Availability of and support for consumer-directed services is another key issue. Many HCBS programs incorporate some level of consumer direction, such as consumer choice in the allocation of service budgets or in the hiring and firing of service providers. By 2010, 44 states allowed consumer direction within some or all of their Medicaid HCBS programs (Ng et al., in press). Support for consumer direction can include the following:

  • Services from independent providers. Programs in 36 states allow consumer direction of services received from an independent (nonagency) provider (Ng et al., in press). In some state systems, most notably California, independent providers are the norm, while an agency model predominates elsewhere.

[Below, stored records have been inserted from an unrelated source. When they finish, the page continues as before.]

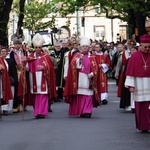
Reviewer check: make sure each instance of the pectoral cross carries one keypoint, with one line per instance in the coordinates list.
(145, 66)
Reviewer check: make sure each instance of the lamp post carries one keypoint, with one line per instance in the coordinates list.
(77, 21)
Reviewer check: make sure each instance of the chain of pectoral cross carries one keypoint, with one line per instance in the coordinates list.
(145, 65)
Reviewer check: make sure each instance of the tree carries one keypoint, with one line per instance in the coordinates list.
(35, 12)
(134, 13)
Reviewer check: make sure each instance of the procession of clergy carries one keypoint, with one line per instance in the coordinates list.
(76, 74)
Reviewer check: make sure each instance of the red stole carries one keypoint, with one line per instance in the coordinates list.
(103, 80)
(6, 87)
(72, 79)
(48, 74)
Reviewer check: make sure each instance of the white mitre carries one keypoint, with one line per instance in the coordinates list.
(38, 40)
(85, 41)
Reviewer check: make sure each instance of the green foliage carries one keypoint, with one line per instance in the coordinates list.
(35, 11)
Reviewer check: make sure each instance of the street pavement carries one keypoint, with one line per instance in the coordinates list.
(110, 128)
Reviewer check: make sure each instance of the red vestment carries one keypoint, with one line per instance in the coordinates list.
(103, 80)
(136, 65)
(6, 87)
(48, 74)
(71, 85)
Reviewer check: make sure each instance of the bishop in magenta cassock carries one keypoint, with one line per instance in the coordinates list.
(41, 78)
(138, 82)
(81, 89)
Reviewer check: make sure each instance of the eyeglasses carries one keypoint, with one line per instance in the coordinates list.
(147, 47)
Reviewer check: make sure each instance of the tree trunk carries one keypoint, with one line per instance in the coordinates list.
(20, 20)
(140, 19)
(131, 23)
(5, 8)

  • Matching service registries. First created in California in the 1990s, publicly funded registries exist in 19 states to help consumers find workers meeting their requirements. Consumers can either perform their own database searches or call the operating agency and request matches (Seavey & Marquand, 2011a).

  • Fiscal intermediary or financial management services to shield self-directing consumers from the paperwork and other burdens of being an employer. These services can be provided by a quasi-governmental agency, a private payroll or similar business, or an independent living center, home health agency, or other provider (Scherzer, Wong, & Newcomer, 2007).

  • The ability to employ family members, who are often the consumer’s preferred source of consumer-directed LTSS, is allowed by PCS programs in 20 states, but only 4 states allow a spouse or legal guardian to serve as a paid helper (Ng et al., in press). California’s In-Home Supportive Services program is often seen as the model for such a system.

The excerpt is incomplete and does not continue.